2025年4月9日、NTTビジネスソリューションズ佐賀ビジネス営業部(以下、NTTビジネスソリューションズ)と地域創生Coデザイン研究所は、佐賀県鹿島市、太良町の2市町の地域のSDGsに向けた取り組みの一環として、2024年9月より「多良岳広葉樹資源解析業務」を実施していることを発表した。

 鹿島市と太良町は佐賀県の西南端に位置し、西に多良岳、経ヶ岳等の1,000m級の山岳があり、市町・森林組合・森林所有者と連携を取りながら、高度な多面的機能を有する森づくりを行っている。また、森林の水源涵養(かんよう)機能の維持・向上、海洋保全や海苔養殖の活性化のため、広葉樹を中心とした植林事業も行っている。

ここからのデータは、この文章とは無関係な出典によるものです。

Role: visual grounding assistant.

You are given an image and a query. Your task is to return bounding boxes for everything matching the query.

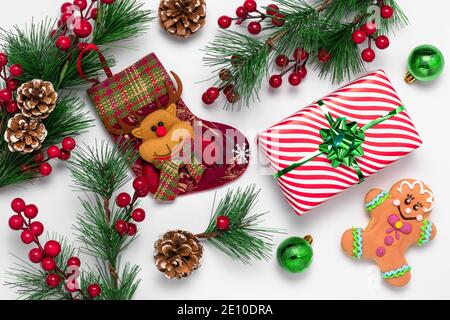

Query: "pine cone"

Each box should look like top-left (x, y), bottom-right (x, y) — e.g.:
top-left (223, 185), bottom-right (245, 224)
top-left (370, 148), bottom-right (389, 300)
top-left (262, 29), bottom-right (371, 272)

top-left (155, 230), bottom-right (203, 279)
top-left (158, 0), bottom-right (206, 37)
top-left (17, 80), bottom-right (58, 119)
top-left (5, 113), bottom-right (47, 154)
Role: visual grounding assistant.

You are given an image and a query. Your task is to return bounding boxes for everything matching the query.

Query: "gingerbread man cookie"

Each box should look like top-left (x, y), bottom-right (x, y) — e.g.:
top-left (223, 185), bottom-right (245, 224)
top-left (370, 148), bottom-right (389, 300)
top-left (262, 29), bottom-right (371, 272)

top-left (341, 179), bottom-right (436, 287)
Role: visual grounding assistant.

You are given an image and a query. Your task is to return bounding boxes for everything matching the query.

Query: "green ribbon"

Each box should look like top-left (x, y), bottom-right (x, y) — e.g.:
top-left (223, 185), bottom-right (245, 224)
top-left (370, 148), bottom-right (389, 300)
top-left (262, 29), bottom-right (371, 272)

top-left (275, 100), bottom-right (405, 183)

 これらの取り組みの一環として、NTTビジネスソリューションズと地域創生Coデザイン研究所は、ICT(ドローン、画像認識AI等)を活用した広葉樹の植栽状況のデジタル化(数値化)、土壌分析による土壌の状況のデジタル化(数値化)を行った。

【実施目的】

  • 広葉樹の植林事業による植栽状況や環境への影響を確認する

【実施内容】

  • ドローンと画像認識AIによる広葉樹の資源解析を通じた資源量の把握
  • 土壌分析による物質の動態の確認
  • 広葉樹資源解析や土壌分析などを通した環境評価

【実施期間】

  • 2024年9月~2025年2月

 この結果、ドローンと画像認識AIを活用することで、広葉樹の植栽状況(資源量)のデジタル化を実現し、森林の樹種・樹高・蓄積・CO2吸収量等を推定できた。

写真:森林の画像に重なって表示された広葉樹の植栽状況
広葉樹の植栽状況(資源量)のデジタル化
写真:森林の画像に重なって表示された広葉樹の樹冠の識別結果
広葉樹の樹冠の識別結果

 また、土壌分析により、土壌の含有成分等をデジタル化し、エリア・樹種ごとの土壌環境を明らかにしたほか、森林環境における物質循環について確認した。

 ドローンと画像認識AIを活用することで、森林調査にかかる労力を大幅に削減し、効率化できることがわかった。これまでの植林事業を通じて、森林蓄積・CO2吸収量が増加し、土づくりにも貢献していることが確認でき、植林事業の有効性が明らかになってきた。

レーダーチャートで示された各地の土壌の状況
土壌の状況のデジタル化

 この取り組みを通して、ICTを活用した森林のデジタル化により、森林蓄積およびCO2吸収における植林事業の効果が確認できたため、今後も植林事業の継続と森林管理を実施するとしている。また、植林による河川や海洋への影響を確認していく。